Elsewhere, though, they’re much less successful. Ruffalo’s big moment, involving the safe in which his father died, feels as though it comes from a different kind of movie entirely, and its denouement stretches credulity even beyond what’s permissible in such fare. And the finale takes the picture into territory where pleasant flights of fancy evolve into ponderous hokum. The coda, moreover, feels like pandering to an audience that doesn’t like seeing one of the most likable performers of the day presented as a crook.

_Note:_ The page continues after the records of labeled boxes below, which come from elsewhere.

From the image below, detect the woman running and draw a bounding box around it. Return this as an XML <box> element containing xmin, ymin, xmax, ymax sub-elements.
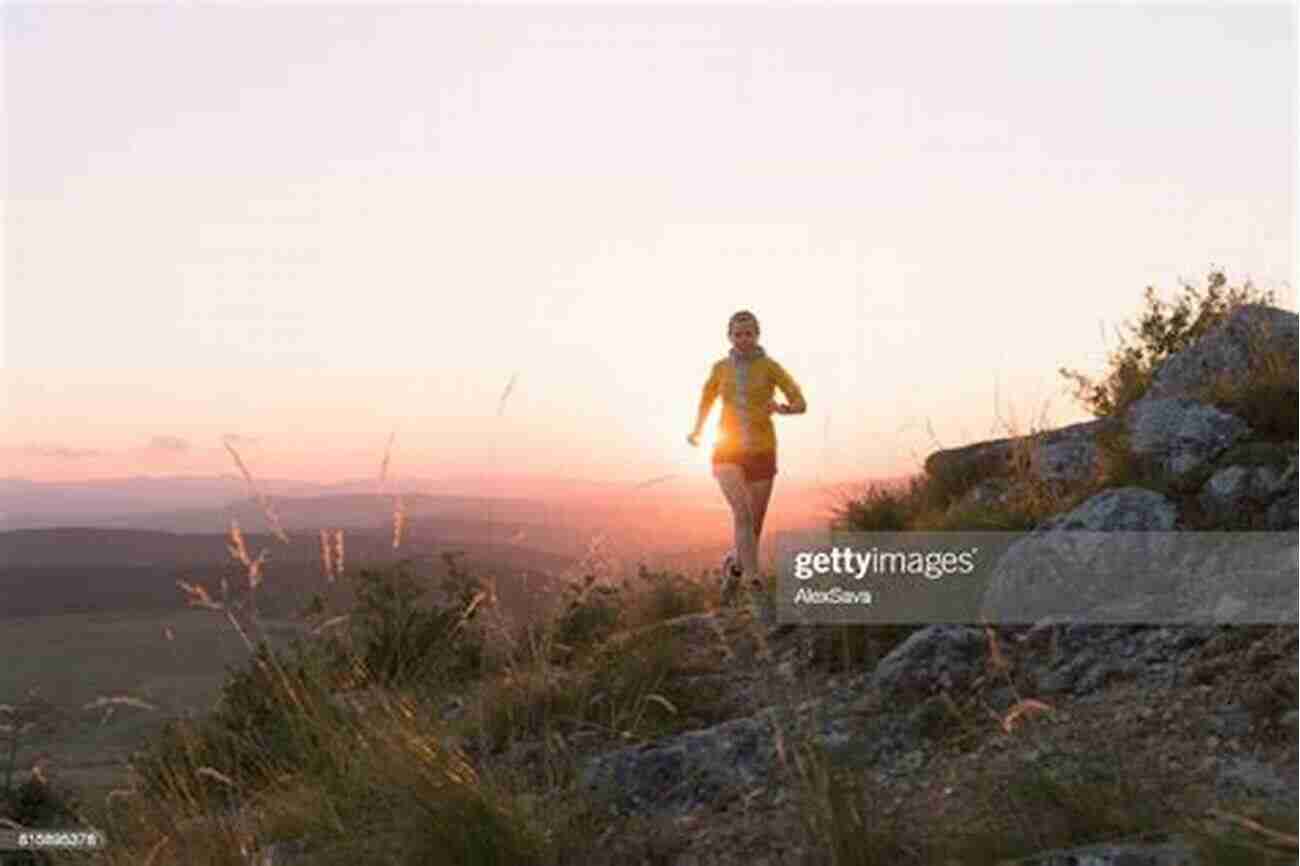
<box><xmin>686</xmin><ymin>309</ymin><xmax>807</xmax><ymax>603</ymax></box>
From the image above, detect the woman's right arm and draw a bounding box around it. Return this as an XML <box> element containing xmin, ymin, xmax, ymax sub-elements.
<box><xmin>692</xmin><ymin>364</ymin><xmax>720</xmax><ymax>436</ymax></box>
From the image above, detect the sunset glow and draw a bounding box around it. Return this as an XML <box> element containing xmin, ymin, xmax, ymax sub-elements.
<box><xmin>0</xmin><ymin>4</ymin><xmax>1297</xmax><ymax>493</ymax></box>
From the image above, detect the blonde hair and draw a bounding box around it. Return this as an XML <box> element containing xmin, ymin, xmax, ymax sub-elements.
<box><xmin>727</xmin><ymin>309</ymin><xmax>759</xmax><ymax>335</ymax></box>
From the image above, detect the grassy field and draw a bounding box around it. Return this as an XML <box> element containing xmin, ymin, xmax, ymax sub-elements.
<box><xmin>0</xmin><ymin>601</ymin><xmax>310</xmax><ymax>791</ymax></box>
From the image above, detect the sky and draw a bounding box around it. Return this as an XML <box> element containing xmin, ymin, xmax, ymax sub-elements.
<box><xmin>0</xmin><ymin>3</ymin><xmax>1297</xmax><ymax>491</ymax></box>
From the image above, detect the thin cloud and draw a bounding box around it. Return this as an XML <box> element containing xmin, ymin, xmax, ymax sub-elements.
<box><xmin>148</xmin><ymin>436</ymin><xmax>190</xmax><ymax>451</ymax></box>
<box><xmin>23</xmin><ymin>443</ymin><xmax>104</xmax><ymax>460</ymax></box>
<box><xmin>497</xmin><ymin>373</ymin><xmax>519</xmax><ymax>416</ymax></box>
<box><xmin>632</xmin><ymin>475</ymin><xmax>677</xmax><ymax>489</ymax></box>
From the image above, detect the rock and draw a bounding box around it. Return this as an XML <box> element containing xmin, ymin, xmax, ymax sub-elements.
<box><xmin>926</xmin><ymin>417</ymin><xmax>1121</xmax><ymax>494</ymax></box>
<box><xmin>1264</xmin><ymin>486</ymin><xmax>1300</xmax><ymax>532</ymax></box>
<box><xmin>582</xmin><ymin>718</ymin><xmax>776</xmax><ymax>815</ymax></box>
<box><xmin>870</xmin><ymin>625</ymin><xmax>987</xmax><ymax>700</ymax></box>
<box><xmin>980</xmin><ymin>488</ymin><xmax>1178</xmax><ymax>623</ymax></box>
<box><xmin>1216</xmin><ymin>757</ymin><xmax>1297</xmax><ymax>807</ymax></box>
<box><xmin>1147</xmin><ymin>304</ymin><xmax>1300</xmax><ymax>399</ymax></box>
<box><xmin>1197</xmin><ymin>466</ymin><xmax>1287</xmax><ymax>524</ymax></box>
<box><xmin>1125</xmin><ymin>397</ymin><xmax>1251</xmax><ymax>488</ymax></box>
<box><xmin>1005</xmin><ymin>836</ymin><xmax>1205</xmax><ymax>866</ymax></box>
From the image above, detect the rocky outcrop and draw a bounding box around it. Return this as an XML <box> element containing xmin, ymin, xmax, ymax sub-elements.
<box><xmin>1147</xmin><ymin>304</ymin><xmax>1300</xmax><ymax>399</ymax></box>
<box><xmin>926</xmin><ymin>304</ymin><xmax>1297</xmax><ymax>509</ymax></box>
<box><xmin>926</xmin><ymin>419</ymin><xmax>1122</xmax><ymax>490</ymax></box>
<box><xmin>1125</xmin><ymin>398</ymin><xmax>1251</xmax><ymax>486</ymax></box>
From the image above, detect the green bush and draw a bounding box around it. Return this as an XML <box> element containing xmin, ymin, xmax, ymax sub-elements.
<box><xmin>352</xmin><ymin>553</ymin><xmax>486</xmax><ymax>688</ymax></box>
<box><xmin>1060</xmin><ymin>270</ymin><xmax>1274</xmax><ymax>417</ymax></box>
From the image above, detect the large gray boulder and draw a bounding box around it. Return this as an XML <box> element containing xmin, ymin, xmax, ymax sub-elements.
<box><xmin>926</xmin><ymin>417</ymin><xmax>1122</xmax><ymax>489</ymax></box>
<box><xmin>1147</xmin><ymin>304</ymin><xmax>1300</xmax><ymax>399</ymax></box>
<box><xmin>980</xmin><ymin>488</ymin><xmax>1178</xmax><ymax>623</ymax></box>
<box><xmin>980</xmin><ymin>488</ymin><xmax>1297</xmax><ymax>623</ymax></box>
<box><xmin>1125</xmin><ymin>398</ymin><xmax>1251</xmax><ymax>486</ymax></box>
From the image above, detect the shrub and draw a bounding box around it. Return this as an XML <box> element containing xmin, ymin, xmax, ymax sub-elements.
<box><xmin>1060</xmin><ymin>270</ymin><xmax>1274</xmax><ymax>417</ymax></box>
<box><xmin>352</xmin><ymin>553</ymin><xmax>488</xmax><ymax>688</ymax></box>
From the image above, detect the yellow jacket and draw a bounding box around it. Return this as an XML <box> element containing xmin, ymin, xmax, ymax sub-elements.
<box><xmin>698</xmin><ymin>346</ymin><xmax>807</xmax><ymax>455</ymax></box>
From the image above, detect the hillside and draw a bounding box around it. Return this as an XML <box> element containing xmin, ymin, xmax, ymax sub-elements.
<box><xmin>5</xmin><ymin>306</ymin><xmax>1300</xmax><ymax>866</ymax></box>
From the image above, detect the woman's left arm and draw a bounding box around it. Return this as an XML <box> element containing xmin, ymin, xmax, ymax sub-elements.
<box><xmin>772</xmin><ymin>361</ymin><xmax>809</xmax><ymax>415</ymax></box>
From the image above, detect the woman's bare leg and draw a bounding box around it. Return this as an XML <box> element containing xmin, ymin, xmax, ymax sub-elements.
<box><xmin>714</xmin><ymin>463</ymin><xmax>758</xmax><ymax>590</ymax></box>
<box><xmin>749</xmin><ymin>479</ymin><xmax>776</xmax><ymax>577</ymax></box>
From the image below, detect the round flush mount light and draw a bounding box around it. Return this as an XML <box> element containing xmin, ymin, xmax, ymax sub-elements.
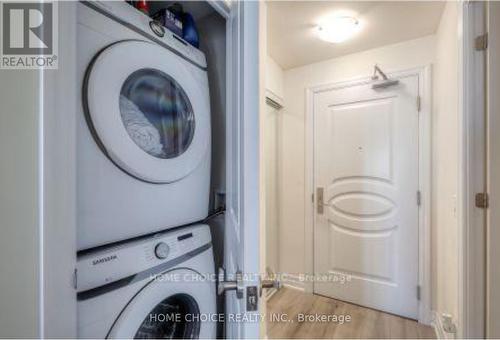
<box><xmin>317</xmin><ymin>16</ymin><xmax>360</xmax><ymax>43</ymax></box>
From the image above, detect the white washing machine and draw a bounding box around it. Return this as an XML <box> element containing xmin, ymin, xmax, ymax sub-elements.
<box><xmin>77</xmin><ymin>225</ymin><xmax>218</xmax><ymax>339</ymax></box>
<box><xmin>76</xmin><ymin>1</ymin><xmax>211</xmax><ymax>250</ymax></box>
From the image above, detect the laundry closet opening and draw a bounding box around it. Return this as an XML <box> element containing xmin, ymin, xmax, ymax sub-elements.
<box><xmin>73</xmin><ymin>1</ymin><xmax>231</xmax><ymax>338</ymax></box>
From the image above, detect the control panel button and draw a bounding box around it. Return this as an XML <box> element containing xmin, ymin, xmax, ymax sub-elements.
<box><xmin>155</xmin><ymin>242</ymin><xmax>170</xmax><ymax>260</ymax></box>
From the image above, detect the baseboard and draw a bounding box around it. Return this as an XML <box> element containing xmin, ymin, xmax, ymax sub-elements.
<box><xmin>281</xmin><ymin>274</ymin><xmax>305</xmax><ymax>291</ymax></box>
<box><xmin>431</xmin><ymin>311</ymin><xmax>455</xmax><ymax>339</ymax></box>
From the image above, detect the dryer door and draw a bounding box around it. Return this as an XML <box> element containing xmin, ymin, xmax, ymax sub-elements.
<box><xmin>83</xmin><ymin>40</ymin><xmax>210</xmax><ymax>183</ymax></box>
<box><xmin>107</xmin><ymin>269</ymin><xmax>216</xmax><ymax>339</ymax></box>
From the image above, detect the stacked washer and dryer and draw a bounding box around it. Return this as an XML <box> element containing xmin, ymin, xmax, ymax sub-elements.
<box><xmin>76</xmin><ymin>1</ymin><xmax>216</xmax><ymax>338</ymax></box>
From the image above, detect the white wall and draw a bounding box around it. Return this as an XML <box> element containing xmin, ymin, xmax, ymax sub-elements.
<box><xmin>432</xmin><ymin>2</ymin><xmax>458</xmax><ymax>328</ymax></box>
<box><xmin>265</xmin><ymin>56</ymin><xmax>285</xmax><ymax>99</ymax></box>
<box><xmin>279</xmin><ymin>36</ymin><xmax>435</xmax><ymax>288</ymax></box>
<box><xmin>0</xmin><ymin>70</ymin><xmax>41</xmax><ymax>338</ymax></box>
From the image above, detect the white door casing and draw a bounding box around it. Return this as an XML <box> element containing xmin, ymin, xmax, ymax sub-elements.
<box><xmin>313</xmin><ymin>74</ymin><xmax>419</xmax><ymax>319</ymax></box>
<box><xmin>224</xmin><ymin>1</ymin><xmax>260</xmax><ymax>339</ymax></box>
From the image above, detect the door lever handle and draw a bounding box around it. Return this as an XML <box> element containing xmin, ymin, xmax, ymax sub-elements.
<box><xmin>316</xmin><ymin>187</ymin><xmax>325</xmax><ymax>215</ymax></box>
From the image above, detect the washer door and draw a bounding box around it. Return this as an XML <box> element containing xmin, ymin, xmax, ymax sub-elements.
<box><xmin>83</xmin><ymin>40</ymin><xmax>210</xmax><ymax>183</ymax></box>
<box><xmin>108</xmin><ymin>269</ymin><xmax>215</xmax><ymax>339</ymax></box>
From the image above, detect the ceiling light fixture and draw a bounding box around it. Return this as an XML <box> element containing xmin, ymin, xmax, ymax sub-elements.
<box><xmin>318</xmin><ymin>16</ymin><xmax>361</xmax><ymax>43</ymax></box>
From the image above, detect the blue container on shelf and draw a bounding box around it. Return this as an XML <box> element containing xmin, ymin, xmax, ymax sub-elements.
<box><xmin>182</xmin><ymin>12</ymin><xmax>200</xmax><ymax>48</ymax></box>
<box><xmin>152</xmin><ymin>8</ymin><xmax>184</xmax><ymax>37</ymax></box>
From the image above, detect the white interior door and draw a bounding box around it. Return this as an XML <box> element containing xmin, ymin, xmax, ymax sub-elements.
<box><xmin>224</xmin><ymin>1</ymin><xmax>260</xmax><ymax>339</ymax></box>
<box><xmin>263</xmin><ymin>103</ymin><xmax>279</xmax><ymax>278</ymax></box>
<box><xmin>314</xmin><ymin>76</ymin><xmax>419</xmax><ymax>319</ymax></box>
<box><xmin>486</xmin><ymin>1</ymin><xmax>500</xmax><ymax>338</ymax></box>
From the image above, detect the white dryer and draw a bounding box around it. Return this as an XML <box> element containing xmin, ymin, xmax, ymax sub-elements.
<box><xmin>76</xmin><ymin>1</ymin><xmax>211</xmax><ymax>250</ymax></box>
<box><xmin>77</xmin><ymin>225</ymin><xmax>219</xmax><ymax>339</ymax></box>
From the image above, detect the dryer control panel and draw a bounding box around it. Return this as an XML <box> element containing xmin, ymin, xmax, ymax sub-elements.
<box><xmin>77</xmin><ymin>224</ymin><xmax>211</xmax><ymax>292</ymax></box>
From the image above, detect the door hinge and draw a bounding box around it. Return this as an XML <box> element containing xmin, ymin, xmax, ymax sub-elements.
<box><xmin>73</xmin><ymin>268</ymin><xmax>78</xmax><ymax>289</ymax></box>
<box><xmin>476</xmin><ymin>192</ymin><xmax>490</xmax><ymax>209</ymax></box>
<box><xmin>474</xmin><ymin>33</ymin><xmax>488</xmax><ymax>51</ymax></box>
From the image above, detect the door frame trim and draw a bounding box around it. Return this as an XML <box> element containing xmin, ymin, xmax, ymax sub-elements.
<box><xmin>304</xmin><ymin>65</ymin><xmax>432</xmax><ymax>325</ymax></box>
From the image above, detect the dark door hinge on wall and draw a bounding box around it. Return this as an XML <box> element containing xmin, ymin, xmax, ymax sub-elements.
<box><xmin>73</xmin><ymin>268</ymin><xmax>78</xmax><ymax>289</ymax></box>
<box><xmin>476</xmin><ymin>192</ymin><xmax>489</xmax><ymax>209</ymax></box>
<box><xmin>474</xmin><ymin>33</ymin><xmax>488</xmax><ymax>51</ymax></box>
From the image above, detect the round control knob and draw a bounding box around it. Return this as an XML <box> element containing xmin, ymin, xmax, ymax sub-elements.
<box><xmin>155</xmin><ymin>242</ymin><xmax>170</xmax><ymax>260</ymax></box>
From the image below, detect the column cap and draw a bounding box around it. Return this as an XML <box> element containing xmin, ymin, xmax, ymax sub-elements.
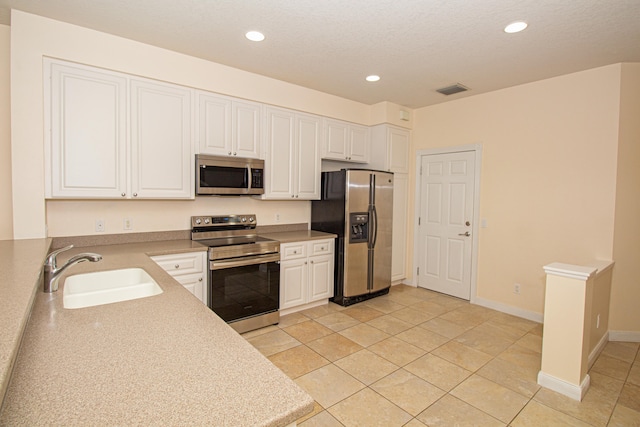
<box><xmin>543</xmin><ymin>262</ymin><xmax>598</xmax><ymax>281</ymax></box>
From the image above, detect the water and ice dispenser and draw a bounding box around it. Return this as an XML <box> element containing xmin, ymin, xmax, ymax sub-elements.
<box><xmin>349</xmin><ymin>212</ymin><xmax>369</xmax><ymax>243</ymax></box>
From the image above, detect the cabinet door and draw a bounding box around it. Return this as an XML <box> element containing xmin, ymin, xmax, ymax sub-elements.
<box><xmin>391</xmin><ymin>174</ymin><xmax>409</xmax><ymax>281</ymax></box>
<box><xmin>388</xmin><ymin>128</ymin><xmax>409</xmax><ymax>173</ymax></box>
<box><xmin>294</xmin><ymin>114</ymin><xmax>322</xmax><ymax>200</ymax></box>
<box><xmin>44</xmin><ymin>60</ymin><xmax>127</xmax><ymax>198</ymax></box>
<box><xmin>348</xmin><ymin>124</ymin><xmax>369</xmax><ymax>163</ymax></box>
<box><xmin>263</xmin><ymin>108</ymin><xmax>296</xmax><ymax>199</ymax></box>
<box><xmin>175</xmin><ymin>274</ymin><xmax>207</xmax><ymax>305</ymax></box>
<box><xmin>231</xmin><ymin>101</ymin><xmax>262</xmax><ymax>159</ymax></box>
<box><xmin>308</xmin><ymin>255</ymin><xmax>333</xmax><ymax>302</ymax></box>
<box><xmin>322</xmin><ymin>119</ymin><xmax>348</xmax><ymax>160</ymax></box>
<box><xmin>197</xmin><ymin>92</ymin><xmax>233</xmax><ymax>156</ymax></box>
<box><xmin>280</xmin><ymin>258</ymin><xmax>308</xmax><ymax>310</ymax></box>
<box><xmin>131</xmin><ymin>79</ymin><xmax>194</xmax><ymax>199</ymax></box>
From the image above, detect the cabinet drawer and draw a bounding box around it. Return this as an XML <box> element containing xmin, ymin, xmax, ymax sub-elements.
<box><xmin>280</xmin><ymin>242</ymin><xmax>307</xmax><ymax>261</ymax></box>
<box><xmin>309</xmin><ymin>240</ymin><xmax>333</xmax><ymax>256</ymax></box>
<box><xmin>151</xmin><ymin>252</ymin><xmax>204</xmax><ymax>276</ymax></box>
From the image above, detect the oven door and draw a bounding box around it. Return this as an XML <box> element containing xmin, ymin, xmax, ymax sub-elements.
<box><xmin>208</xmin><ymin>253</ymin><xmax>280</xmax><ymax>323</ymax></box>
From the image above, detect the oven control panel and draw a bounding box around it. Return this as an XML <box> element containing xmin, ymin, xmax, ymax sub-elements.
<box><xmin>191</xmin><ymin>214</ymin><xmax>256</xmax><ymax>228</ymax></box>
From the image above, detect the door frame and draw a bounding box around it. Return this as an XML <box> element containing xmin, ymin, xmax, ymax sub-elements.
<box><xmin>413</xmin><ymin>143</ymin><xmax>482</xmax><ymax>303</ymax></box>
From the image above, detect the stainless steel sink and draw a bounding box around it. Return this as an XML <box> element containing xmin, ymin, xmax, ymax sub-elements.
<box><xmin>62</xmin><ymin>268</ymin><xmax>162</xmax><ymax>308</ymax></box>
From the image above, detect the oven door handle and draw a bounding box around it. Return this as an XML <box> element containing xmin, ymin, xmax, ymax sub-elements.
<box><xmin>209</xmin><ymin>253</ymin><xmax>280</xmax><ymax>270</ymax></box>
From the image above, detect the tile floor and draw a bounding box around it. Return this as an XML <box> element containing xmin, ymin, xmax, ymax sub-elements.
<box><xmin>244</xmin><ymin>285</ymin><xmax>640</xmax><ymax>427</ymax></box>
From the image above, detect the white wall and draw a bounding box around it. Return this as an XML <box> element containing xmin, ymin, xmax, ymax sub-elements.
<box><xmin>11</xmin><ymin>10</ymin><xmax>406</xmax><ymax>238</ymax></box>
<box><xmin>0</xmin><ymin>25</ymin><xmax>13</xmax><ymax>240</ymax></box>
<box><xmin>609</xmin><ymin>63</ymin><xmax>640</xmax><ymax>334</ymax></box>
<box><xmin>410</xmin><ymin>64</ymin><xmax>624</xmax><ymax>315</ymax></box>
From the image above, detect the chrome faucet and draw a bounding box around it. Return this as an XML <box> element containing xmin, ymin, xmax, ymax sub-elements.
<box><xmin>44</xmin><ymin>245</ymin><xmax>102</xmax><ymax>293</ymax></box>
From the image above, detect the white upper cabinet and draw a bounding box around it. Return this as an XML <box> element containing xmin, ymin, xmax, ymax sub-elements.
<box><xmin>369</xmin><ymin>124</ymin><xmax>410</xmax><ymax>173</ymax></box>
<box><xmin>44</xmin><ymin>59</ymin><xmax>194</xmax><ymax>199</ymax></box>
<box><xmin>131</xmin><ymin>79</ymin><xmax>194</xmax><ymax>199</ymax></box>
<box><xmin>391</xmin><ymin>173</ymin><xmax>409</xmax><ymax>281</ymax></box>
<box><xmin>196</xmin><ymin>91</ymin><xmax>262</xmax><ymax>158</ymax></box>
<box><xmin>262</xmin><ymin>107</ymin><xmax>322</xmax><ymax>200</ymax></box>
<box><xmin>322</xmin><ymin>119</ymin><xmax>370</xmax><ymax>163</ymax></box>
<box><xmin>44</xmin><ymin>61</ymin><xmax>127</xmax><ymax>198</ymax></box>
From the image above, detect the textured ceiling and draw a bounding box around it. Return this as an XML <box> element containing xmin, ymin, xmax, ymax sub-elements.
<box><xmin>0</xmin><ymin>0</ymin><xmax>640</xmax><ymax>108</ymax></box>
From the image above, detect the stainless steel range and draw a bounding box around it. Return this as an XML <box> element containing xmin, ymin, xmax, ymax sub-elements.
<box><xmin>191</xmin><ymin>214</ymin><xmax>280</xmax><ymax>333</ymax></box>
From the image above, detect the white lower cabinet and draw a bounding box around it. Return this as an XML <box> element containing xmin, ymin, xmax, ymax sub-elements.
<box><xmin>151</xmin><ymin>252</ymin><xmax>208</xmax><ymax>305</ymax></box>
<box><xmin>280</xmin><ymin>239</ymin><xmax>334</xmax><ymax>314</ymax></box>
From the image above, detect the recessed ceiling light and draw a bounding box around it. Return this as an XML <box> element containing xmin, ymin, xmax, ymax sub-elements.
<box><xmin>504</xmin><ymin>21</ymin><xmax>527</xmax><ymax>34</ymax></box>
<box><xmin>244</xmin><ymin>31</ymin><xmax>264</xmax><ymax>42</ymax></box>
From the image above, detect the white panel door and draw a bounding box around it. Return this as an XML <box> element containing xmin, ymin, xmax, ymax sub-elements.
<box><xmin>418</xmin><ymin>151</ymin><xmax>475</xmax><ymax>300</ymax></box>
<box><xmin>391</xmin><ymin>173</ymin><xmax>409</xmax><ymax>281</ymax></box>
<box><xmin>294</xmin><ymin>114</ymin><xmax>322</xmax><ymax>200</ymax></box>
<box><xmin>322</xmin><ymin>119</ymin><xmax>347</xmax><ymax>160</ymax></box>
<box><xmin>232</xmin><ymin>101</ymin><xmax>262</xmax><ymax>159</ymax></box>
<box><xmin>308</xmin><ymin>255</ymin><xmax>333</xmax><ymax>302</ymax></box>
<box><xmin>347</xmin><ymin>125</ymin><xmax>370</xmax><ymax>163</ymax></box>
<box><xmin>198</xmin><ymin>92</ymin><xmax>233</xmax><ymax>156</ymax></box>
<box><xmin>45</xmin><ymin>61</ymin><xmax>127</xmax><ymax>198</ymax></box>
<box><xmin>280</xmin><ymin>258</ymin><xmax>309</xmax><ymax>310</ymax></box>
<box><xmin>262</xmin><ymin>108</ymin><xmax>296</xmax><ymax>199</ymax></box>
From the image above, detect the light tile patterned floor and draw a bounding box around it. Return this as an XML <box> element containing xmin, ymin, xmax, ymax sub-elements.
<box><xmin>244</xmin><ymin>285</ymin><xmax>640</xmax><ymax>427</ymax></box>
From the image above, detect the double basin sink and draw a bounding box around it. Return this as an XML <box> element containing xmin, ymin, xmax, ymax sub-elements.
<box><xmin>62</xmin><ymin>268</ymin><xmax>162</xmax><ymax>308</ymax></box>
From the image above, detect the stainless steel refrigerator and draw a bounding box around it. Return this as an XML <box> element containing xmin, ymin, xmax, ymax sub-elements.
<box><xmin>311</xmin><ymin>169</ymin><xmax>393</xmax><ymax>306</ymax></box>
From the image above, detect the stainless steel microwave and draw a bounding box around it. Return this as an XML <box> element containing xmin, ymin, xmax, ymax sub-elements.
<box><xmin>196</xmin><ymin>154</ymin><xmax>264</xmax><ymax>196</ymax></box>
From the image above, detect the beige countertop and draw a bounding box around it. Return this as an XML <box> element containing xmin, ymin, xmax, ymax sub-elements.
<box><xmin>0</xmin><ymin>239</ymin><xmax>51</xmax><ymax>402</ymax></box>
<box><xmin>260</xmin><ymin>230</ymin><xmax>338</xmax><ymax>243</ymax></box>
<box><xmin>0</xmin><ymin>240</ymin><xmax>313</xmax><ymax>426</ymax></box>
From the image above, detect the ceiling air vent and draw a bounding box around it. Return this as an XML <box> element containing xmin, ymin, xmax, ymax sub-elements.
<box><xmin>436</xmin><ymin>83</ymin><xmax>469</xmax><ymax>95</ymax></box>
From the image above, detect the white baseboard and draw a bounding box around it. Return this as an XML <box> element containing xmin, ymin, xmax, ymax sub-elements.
<box><xmin>587</xmin><ymin>332</ymin><xmax>609</xmax><ymax>369</ymax></box>
<box><xmin>280</xmin><ymin>299</ymin><xmax>329</xmax><ymax>316</ymax></box>
<box><xmin>471</xmin><ymin>297</ymin><xmax>544</xmax><ymax>323</ymax></box>
<box><xmin>538</xmin><ymin>371</ymin><xmax>591</xmax><ymax>401</ymax></box>
<box><xmin>609</xmin><ymin>331</ymin><xmax>640</xmax><ymax>342</ymax></box>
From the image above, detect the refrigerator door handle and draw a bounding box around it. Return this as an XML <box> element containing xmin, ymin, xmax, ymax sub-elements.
<box><xmin>369</xmin><ymin>205</ymin><xmax>378</xmax><ymax>248</ymax></box>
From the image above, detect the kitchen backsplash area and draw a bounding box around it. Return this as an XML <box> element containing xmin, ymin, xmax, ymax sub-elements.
<box><xmin>46</xmin><ymin>196</ymin><xmax>311</xmax><ymax>238</ymax></box>
<box><xmin>51</xmin><ymin>222</ymin><xmax>309</xmax><ymax>249</ymax></box>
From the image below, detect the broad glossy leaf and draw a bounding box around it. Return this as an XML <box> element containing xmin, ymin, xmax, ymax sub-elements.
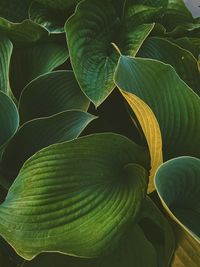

The cast can be divided between those who try, however futilely, to maintain some semblance of credibility under difficult circumstances, and those who just go the frantic route. The former group includes Ruffalo, who’s entirely too serious for his own good; the typically suave Freeman; and even Eisenberg and Franco, who tone down their usual manic quality. The latter group features Harrelson, who mugs mercilessly in both his roles; Caplan, who’s so insistently kooky that you might want to slap her; and Radcliffe, who at least has the excuse that his zany turn is predicated on the role being written as a wacked-out Bond-style bad-guy. Caine shows up as the guy the Horsemen derailed the first time around, and does his customary shtick, this time with about as much conviction as he demonstrated in the notorious Steven Seagal flick, “On Deadly Ground.”
Naturally there’s a lot of visual pizzazz in the movie, with cinematographer Peter Deming and editor Stan Salfas doing their best to keep the glitzy action sequences as coherent as they can and sometimes succeeding: it’s the fault of the script, nor them, when things go off the rails. It must be said, though, that Sharon Seymour’s production design overdoes the garishness, and Brian Tyler’s score works too hard to energize things.
The original “Now You See Me” wasn’t any better than average, an overly busy picture that was nowhere near as smart as it pretended to be; the sequel, unfortunately, feels like pretty much the same trick repeated with even less finesse the second time around, to diminishing returns. Of course, the coda leaves the door open for a third installment; one can only hope that anemic box office returns for this entry will make it disappear before it materializes.